Nos últimos anos, houve avanços na certificação dos conhecimentos informais, reconhece a mesma, mas o sistema público de certificação profissional e o sistema de educação e formação ainda não conseguem dar a resposta necessária aos trabalhadores, atira. “Há necessidade de ter um sistema público que assegure o exercício do direito dos trabalhadores à aprendizagem ao longo da vida, que lhes permita completar aprendizagens e competências, tendo em conta as suas necessidades, e que certifique as competências reais dos mesmos, sejam parciais ou globais”, apela a sindicalista.
Na mesma linha, Jorge Malheiros entende que Portugal precisa de disponibilizar mecanismos que permitam reconhecer a importância das competências não académicas e até a sua equivalência à formação formal. “É possível fazer essa conversão, mas aqui é que está uma das falhas”, salienta o investigador. Por exemplo, nos concursos públicos, a experiência comprovada poderia dar direito a acesso igual a um diploma, mediante certas condições, o que ajudaria a contrariar o fenómeno do credencialismo.

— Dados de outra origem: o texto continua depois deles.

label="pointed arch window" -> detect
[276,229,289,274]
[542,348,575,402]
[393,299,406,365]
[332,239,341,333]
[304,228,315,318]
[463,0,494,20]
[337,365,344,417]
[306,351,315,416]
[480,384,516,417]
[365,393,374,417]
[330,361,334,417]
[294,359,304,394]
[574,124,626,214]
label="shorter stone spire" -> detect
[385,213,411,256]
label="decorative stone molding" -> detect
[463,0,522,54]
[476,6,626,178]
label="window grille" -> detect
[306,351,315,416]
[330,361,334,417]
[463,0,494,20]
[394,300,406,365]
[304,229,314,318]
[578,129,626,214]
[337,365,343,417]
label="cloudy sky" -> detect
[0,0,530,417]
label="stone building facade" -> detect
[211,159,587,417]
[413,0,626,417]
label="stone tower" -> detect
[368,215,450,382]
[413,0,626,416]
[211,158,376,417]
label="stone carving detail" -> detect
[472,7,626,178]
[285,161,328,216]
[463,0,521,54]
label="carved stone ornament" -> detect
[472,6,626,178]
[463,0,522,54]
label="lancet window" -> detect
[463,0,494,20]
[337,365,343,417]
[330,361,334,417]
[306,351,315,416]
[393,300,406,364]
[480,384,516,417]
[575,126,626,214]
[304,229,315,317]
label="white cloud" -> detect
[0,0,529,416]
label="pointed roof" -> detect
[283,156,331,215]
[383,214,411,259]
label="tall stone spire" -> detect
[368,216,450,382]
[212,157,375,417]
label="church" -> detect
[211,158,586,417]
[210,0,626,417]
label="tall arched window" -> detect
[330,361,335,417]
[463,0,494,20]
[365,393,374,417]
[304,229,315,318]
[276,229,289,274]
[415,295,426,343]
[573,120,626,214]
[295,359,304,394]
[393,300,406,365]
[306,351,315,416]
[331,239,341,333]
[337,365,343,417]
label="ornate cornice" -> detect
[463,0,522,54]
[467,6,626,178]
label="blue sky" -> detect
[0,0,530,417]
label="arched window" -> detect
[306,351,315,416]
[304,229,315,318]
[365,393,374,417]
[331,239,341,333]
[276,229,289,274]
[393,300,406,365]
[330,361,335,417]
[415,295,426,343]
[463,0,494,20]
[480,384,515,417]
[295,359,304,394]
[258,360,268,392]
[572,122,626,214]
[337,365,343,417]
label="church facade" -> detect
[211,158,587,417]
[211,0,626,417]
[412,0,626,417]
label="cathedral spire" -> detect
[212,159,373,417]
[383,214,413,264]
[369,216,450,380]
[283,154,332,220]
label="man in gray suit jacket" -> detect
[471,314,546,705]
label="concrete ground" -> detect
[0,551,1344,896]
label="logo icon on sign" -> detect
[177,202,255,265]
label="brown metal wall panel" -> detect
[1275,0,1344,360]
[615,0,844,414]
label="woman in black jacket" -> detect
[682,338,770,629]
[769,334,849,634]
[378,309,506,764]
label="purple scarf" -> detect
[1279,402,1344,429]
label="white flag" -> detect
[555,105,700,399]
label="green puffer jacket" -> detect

Usar o diploma para “legitimar desigualdades”
Valorizar o “canudo” em detrimento da experiência não tem implicações apenas no emprego que é atribuído a cada pessoa, mas em todo o seu futuro, no lugar que ocupa na sociedade e, no limite, nas perspetivas da sua família. Pedro Estêvão, do CoLabor – um laboratório dedicado, nomeadamente, às questões em torno do trabalho, que mobiliza os recursos da academia, empresas, Administração Pública e organizações da economia social e solidária com vista ao aprofundamento das questões ligadas a essa temática –, lembra que a definição inicial de credencialismo passava pelo uso “do diploma escolar para legitimar desigualdades estruturais no trabalho e na sociedade”, e isso, diz, também tem reflexos em Portugal.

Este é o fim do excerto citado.